Invitrogen secondary antibodies are available in highly cross-adsorbed and cross-adsorbed varieties. The difference between the two is the number of species that the antibody has been cross-adsorbed against. 


How can cross-adsorption help your experiment?

For example, consider the Invitrogen Goat anti-Mouse IgG (H+L) Highly Cross-Adsorbed Secondary Antibody, Alexa Fluor Plus 488. This goat anti-mouse IgG antibody has been cross-adsorbed against bovine IgG, goat IgG, rabbit IgG, rat IgG, and human IgG. Being cross-adsorbed against these species means that the antibody will not cross-react with those species—whether from a primary antibody or endogenous IgG. 

Therefore, if you are performing a multiplexing experiment with two different primary antibodies you could pick the cross-adsorbed secondaries that would give you the least chance for cross-reactivity.  For instance, if you have two primary antibodies—one is a mouse primary and the other is a human primary—the goat-anti-mouse highly cross-adsorbed secondary mentioned above won’t cross-react with your human primary antibody because the secondary has been cross-adsorbed against human IgG.

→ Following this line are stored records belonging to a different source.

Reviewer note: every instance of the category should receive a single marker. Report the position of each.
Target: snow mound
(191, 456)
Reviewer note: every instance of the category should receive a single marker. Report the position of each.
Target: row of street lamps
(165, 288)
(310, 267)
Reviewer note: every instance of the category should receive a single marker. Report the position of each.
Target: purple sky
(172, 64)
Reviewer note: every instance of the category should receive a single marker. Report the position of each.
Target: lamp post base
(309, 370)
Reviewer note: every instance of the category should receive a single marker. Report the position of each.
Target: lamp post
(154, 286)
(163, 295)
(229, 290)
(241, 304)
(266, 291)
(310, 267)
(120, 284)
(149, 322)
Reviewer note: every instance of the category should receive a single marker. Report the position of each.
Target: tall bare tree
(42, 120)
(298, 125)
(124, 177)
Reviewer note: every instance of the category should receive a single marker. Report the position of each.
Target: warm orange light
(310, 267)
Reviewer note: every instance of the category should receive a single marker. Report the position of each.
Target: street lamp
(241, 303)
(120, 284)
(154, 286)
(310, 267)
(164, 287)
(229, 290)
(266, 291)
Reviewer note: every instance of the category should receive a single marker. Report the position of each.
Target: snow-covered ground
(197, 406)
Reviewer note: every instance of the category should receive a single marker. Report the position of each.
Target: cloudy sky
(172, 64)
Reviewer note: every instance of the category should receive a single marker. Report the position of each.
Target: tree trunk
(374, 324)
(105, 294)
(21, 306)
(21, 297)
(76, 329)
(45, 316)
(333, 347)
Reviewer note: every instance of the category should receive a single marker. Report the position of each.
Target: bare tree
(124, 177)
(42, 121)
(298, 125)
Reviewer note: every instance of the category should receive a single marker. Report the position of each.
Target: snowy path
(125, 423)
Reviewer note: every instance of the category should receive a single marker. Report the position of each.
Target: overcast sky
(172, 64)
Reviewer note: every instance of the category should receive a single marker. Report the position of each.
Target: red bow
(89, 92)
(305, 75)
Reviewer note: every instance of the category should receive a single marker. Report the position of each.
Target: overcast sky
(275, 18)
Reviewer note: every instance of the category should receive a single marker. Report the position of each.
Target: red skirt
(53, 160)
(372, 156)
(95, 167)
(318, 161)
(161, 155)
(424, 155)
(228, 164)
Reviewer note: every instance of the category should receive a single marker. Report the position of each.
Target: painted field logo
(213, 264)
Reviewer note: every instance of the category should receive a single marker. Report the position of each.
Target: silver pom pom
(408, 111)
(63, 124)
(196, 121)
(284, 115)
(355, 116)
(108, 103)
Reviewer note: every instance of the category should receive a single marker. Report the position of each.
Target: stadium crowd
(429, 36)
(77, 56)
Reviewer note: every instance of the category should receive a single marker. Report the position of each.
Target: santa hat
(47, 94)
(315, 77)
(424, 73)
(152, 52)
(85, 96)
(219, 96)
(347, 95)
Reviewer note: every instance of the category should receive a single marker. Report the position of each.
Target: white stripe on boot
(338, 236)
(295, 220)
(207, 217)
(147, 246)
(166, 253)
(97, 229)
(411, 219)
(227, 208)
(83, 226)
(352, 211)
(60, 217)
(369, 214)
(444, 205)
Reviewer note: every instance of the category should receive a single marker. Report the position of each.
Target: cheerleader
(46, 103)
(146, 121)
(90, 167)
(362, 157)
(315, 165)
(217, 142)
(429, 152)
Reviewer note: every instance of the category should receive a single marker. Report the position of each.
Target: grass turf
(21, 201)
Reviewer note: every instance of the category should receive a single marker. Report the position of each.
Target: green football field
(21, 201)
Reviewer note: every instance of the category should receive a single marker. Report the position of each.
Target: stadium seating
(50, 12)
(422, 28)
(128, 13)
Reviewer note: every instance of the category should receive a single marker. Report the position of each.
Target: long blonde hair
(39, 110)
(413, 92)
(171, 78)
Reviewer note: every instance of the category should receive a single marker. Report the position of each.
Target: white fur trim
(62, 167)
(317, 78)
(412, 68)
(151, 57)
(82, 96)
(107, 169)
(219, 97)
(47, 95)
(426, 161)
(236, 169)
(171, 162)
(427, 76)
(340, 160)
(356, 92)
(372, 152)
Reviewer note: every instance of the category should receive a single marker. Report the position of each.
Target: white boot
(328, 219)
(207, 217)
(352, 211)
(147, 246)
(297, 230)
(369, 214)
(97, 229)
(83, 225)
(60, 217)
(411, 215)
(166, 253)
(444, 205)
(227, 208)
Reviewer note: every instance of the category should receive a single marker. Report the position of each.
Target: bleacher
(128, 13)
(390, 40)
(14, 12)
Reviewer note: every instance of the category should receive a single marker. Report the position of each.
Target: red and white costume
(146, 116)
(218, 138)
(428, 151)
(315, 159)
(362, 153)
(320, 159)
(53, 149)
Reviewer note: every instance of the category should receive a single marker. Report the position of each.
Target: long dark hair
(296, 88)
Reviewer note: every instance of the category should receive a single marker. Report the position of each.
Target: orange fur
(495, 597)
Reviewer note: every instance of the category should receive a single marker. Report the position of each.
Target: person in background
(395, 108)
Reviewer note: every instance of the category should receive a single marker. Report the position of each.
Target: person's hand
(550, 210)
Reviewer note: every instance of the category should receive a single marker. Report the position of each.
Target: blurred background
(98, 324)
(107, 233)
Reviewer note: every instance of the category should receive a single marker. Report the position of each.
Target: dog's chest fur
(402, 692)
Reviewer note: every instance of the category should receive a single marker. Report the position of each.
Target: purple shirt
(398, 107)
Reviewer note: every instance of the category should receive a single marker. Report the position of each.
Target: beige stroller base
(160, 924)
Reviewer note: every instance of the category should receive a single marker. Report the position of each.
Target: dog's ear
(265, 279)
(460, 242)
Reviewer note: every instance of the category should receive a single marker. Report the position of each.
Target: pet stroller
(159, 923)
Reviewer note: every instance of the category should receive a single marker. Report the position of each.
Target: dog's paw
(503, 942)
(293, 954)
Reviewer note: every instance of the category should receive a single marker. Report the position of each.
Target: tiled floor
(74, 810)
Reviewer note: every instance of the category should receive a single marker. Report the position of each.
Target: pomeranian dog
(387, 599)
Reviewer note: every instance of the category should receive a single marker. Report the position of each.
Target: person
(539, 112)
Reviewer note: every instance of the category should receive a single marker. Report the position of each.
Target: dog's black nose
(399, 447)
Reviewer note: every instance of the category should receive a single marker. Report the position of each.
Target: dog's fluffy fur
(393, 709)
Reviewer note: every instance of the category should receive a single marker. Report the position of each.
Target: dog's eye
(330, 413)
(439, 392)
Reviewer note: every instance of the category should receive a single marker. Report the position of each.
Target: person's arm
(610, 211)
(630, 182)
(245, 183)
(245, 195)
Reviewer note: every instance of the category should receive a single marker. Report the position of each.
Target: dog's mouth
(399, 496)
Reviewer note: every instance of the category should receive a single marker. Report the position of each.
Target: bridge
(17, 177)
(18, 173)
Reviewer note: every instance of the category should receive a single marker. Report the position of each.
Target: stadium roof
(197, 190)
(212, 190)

Immunofluorescent analysis of glial fibrillary acidic protein (GFAP) in E18 Sparague Dawley primary cortical neuronal cells

Immunofluorescent analysis of glial fibrillary acidic protein (GFAP) in E18 Sparague Dawley primary cortical neuronal cells containing astrocytes. The cells were fixed with 4% formaldehyde for 15 minutes, permeabilized with 0.25% Triton X-100 in PBS for 10 minutes and blocked with 3% BSA in PBS for 30 minutes at room temperature. Cells were stained with a GFAP mouse monoclonal antibody (Cat. No. MA5-12023) at a dilution of 1:200 in 3% BSA in PBS for 1 hour at room temperature, and then incubated with Invitrogen Alexa Fluor Plus 488 goat anti-mouse IgG secondary antibody (Cat. No. A32723) at a dilution of 1:1000 for 1 hour at room temperature. Nuclei were stained with Hoechst 33342 (Cat. No. H3570). The image contains overlay of GFAP (green) and nuclei (blue). Images were taken on a Zeiss LSM 710 confocal microscope at 40X magnification.


What should be considered before using a cross-adsorbed antibody?

Advantages:

  • Useful in multiplexing experiments where there is potential for cross-reactivity with other primary antibodies and secondary antibodies.
  • Minimize non-specific binding and high background.
  • Useful in IHC experiments with samples with endogenous immunoglobulins. A secondary antibody cross-adsorbed against the same species as the sample will reduce the chance of cross-reactivity.

Considerations:

  • Potential decreased sensitivity in certain applications. When a secondary antibody is cross-adsorbed the polyclonal pool is filtered and unwanted immunoglobulins are removed. This leads to better specificity for the intended target, but less sensitivity because fewer targets are available.

What are the limitations of cross-adsorption?

Cross-adsorption does have its limits. Sometimes you will still have cross-reactivity issues even when using a cross-adsorbed antibody. Those limitations include:

  • Primary antibody binding—if the primary antibody does not bind to your target of interest, no matter the amount of cross-adsorption, your secondary antibody will not provide accurate results.
  • Equipment/filters—ensure that the equipment and filters you are using to visualize your experiment work with your antibodies.
  • All immunoglobulins have the same light chain—no matter how many species a secondary antibody has been cross-adsorbed against all immunoglobulins have the same light chain that could still cause cross-reactivity issues.

For Research Use Only. Not for use in diagnostic procedures.